All My First World Problems

I’ve made the last of the edits, and have sent far away, my 3rd semester project, which was an essay on writing about the mundane in a compelling way. (Goodbye, 3rd semester project!)  Frankly, I read it so many times it didn’t make sense anymore, the same as if you said “goggles” over and over again until you fall on the floor in a fit of laughter because you can’t believe “goggles” is actually a word.

Yes, I’ll wait while you go try that.

Couple my third semester project work with teaching and parenting and wifing and daughtering and Christmasing and you’ve got yourself not only far more than a couple, but also a whole lot of rolling around on the floor in a fit. And by “yourself” I mean me.

Finishing my 3rd semester project means I’m 3/4 done with my degree.  And earning a degree in the midst of a full and busy life ain’t for the weak, Ima tell you something.
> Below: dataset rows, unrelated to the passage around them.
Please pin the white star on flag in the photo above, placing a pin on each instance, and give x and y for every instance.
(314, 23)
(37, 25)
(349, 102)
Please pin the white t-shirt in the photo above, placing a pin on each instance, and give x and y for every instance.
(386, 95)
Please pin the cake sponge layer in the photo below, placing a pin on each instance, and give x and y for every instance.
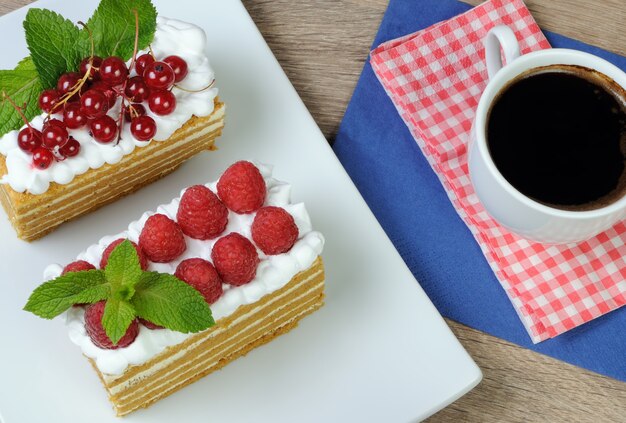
(33, 216)
(231, 337)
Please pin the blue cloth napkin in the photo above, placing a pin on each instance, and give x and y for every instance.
(395, 179)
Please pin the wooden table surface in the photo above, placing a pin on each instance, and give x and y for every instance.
(322, 45)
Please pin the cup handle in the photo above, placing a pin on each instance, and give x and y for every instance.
(500, 38)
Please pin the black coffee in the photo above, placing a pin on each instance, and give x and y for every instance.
(558, 135)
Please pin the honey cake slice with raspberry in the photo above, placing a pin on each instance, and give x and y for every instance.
(99, 129)
(238, 263)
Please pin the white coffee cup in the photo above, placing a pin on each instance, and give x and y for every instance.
(507, 205)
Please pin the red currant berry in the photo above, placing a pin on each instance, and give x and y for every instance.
(141, 63)
(71, 148)
(29, 139)
(93, 68)
(67, 82)
(48, 99)
(178, 65)
(159, 75)
(104, 129)
(94, 104)
(143, 128)
(162, 102)
(54, 122)
(73, 116)
(113, 71)
(136, 89)
(108, 92)
(134, 110)
(42, 158)
(53, 135)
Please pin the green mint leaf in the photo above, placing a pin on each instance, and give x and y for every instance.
(26, 64)
(113, 28)
(23, 86)
(54, 297)
(164, 300)
(118, 315)
(123, 270)
(52, 44)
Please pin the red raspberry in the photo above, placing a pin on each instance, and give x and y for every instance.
(274, 230)
(143, 261)
(95, 330)
(161, 239)
(235, 259)
(149, 325)
(201, 215)
(242, 188)
(77, 266)
(201, 274)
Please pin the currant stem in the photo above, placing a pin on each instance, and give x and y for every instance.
(5, 96)
(132, 63)
(76, 88)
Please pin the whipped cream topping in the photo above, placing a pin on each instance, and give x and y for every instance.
(171, 37)
(273, 272)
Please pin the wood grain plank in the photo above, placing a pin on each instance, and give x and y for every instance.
(322, 45)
But I’m almost there.  And if I finish on time I’ve promised myself a party.  (A party of one on a beach downtown in a lounge chair in the sun with a beer.) I look forward to that.

Somehow still, through all this excessive craziness, it has never stopped feeling like the thing I should be doing, so I’m just going to finish it up.  In six months that is.  I’m staring down a clear and present six months of danger of not only struggling to balance the insanity that is life right now, but also the fact that Luke has decided to be on the swim team this year.  And guess what he just walked into this very room and asked for?

New goggles.

 

Things I Have Actually Said

I find that there are basically two responses I get from people who learn for the first time that I’m a teacher of 8th grade students.  One:  they tell me it takes a “special person” to teach kids that age and that I’m basically going to heaven just for showing up.  Or two:  they tell me I’ve got the best job in the world, what with all that time off and all.
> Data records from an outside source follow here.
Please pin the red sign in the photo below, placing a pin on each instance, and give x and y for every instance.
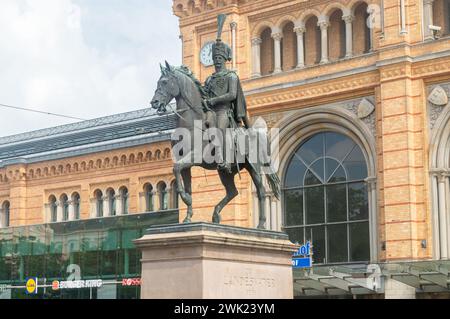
(130, 282)
(55, 285)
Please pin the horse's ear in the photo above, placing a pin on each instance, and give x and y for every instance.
(163, 71)
(168, 66)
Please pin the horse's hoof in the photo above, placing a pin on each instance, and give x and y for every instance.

Neither are exactly correct.  But for the record I still love this work I do, even when it melts and stirs my brain.

In the past two weeks alone:

To an empty room and computer screen, when a colleague emailed for help covering her (combined with another grade and enormous) class, on the day after a schoolwide Project Day and four days before Christmas break:  “I just can’t.”
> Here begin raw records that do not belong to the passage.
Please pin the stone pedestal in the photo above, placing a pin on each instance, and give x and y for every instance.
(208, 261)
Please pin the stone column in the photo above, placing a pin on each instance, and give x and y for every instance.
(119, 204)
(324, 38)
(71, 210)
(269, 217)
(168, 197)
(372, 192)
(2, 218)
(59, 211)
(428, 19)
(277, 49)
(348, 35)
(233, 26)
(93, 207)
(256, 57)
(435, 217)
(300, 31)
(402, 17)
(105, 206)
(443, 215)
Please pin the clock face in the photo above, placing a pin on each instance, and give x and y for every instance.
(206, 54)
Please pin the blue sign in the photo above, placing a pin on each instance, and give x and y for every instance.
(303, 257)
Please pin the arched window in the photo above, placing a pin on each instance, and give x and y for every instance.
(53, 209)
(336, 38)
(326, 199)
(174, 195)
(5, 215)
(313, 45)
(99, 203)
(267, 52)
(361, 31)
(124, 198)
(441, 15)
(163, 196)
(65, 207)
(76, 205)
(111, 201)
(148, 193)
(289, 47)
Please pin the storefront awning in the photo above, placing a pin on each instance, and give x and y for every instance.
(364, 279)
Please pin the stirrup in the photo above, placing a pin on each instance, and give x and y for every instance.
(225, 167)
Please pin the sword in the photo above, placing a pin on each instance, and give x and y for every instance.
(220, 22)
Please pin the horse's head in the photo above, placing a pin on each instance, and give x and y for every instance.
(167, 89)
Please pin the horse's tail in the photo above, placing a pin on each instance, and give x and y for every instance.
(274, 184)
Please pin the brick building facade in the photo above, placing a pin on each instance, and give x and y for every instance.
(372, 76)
Did you just ask Ethan if he thought you should put that in your mouth?” This, to a young man holding a plastic dreidl that had been used all day long.

“I’m sorry, I wasn’t in the mood to listen to you.”  To a student who was telling me how hard it was to walk her dog around the block so her mother could change her clothes, finish making dinner and give her little brother a bath.

In response to this, for the 19th time this week – when is Christmas? – I said, “Mary Mother of God.  It’s the same day it has always been.  Maybe it changed this year, though, just to confuse us all.  Or because GLOBAL.  WARMING.”

Upon overhearing a boy in my class say I shot a moose with my bare hands!  I responded, “where do you keep your cape?”

It’s a fun thing these days to cram classmates in lockers, if they can fit.  Doesn’t that sound fun for everyone?  To a young man doing the shoving, and who will certainly be driving a car in the next 18 months, I said “people. locker. no. why. bad.”  

During directions for a class activity, a boy asked me if he could go to his locker for a piece of gum.  I responded “just ask the 8 ball on my desk and hope for the best.” 

In searching for a box of tissues I thought existed, I said to a classroom full:  “where are those, like, pieces of paper you put boogers in?”

To a student who needed help making a bow for a project:  “just make a loophole and your problems are solved.” 

To a colleague who reminded me I had lunchroom duty later in the day:  “Make me.”  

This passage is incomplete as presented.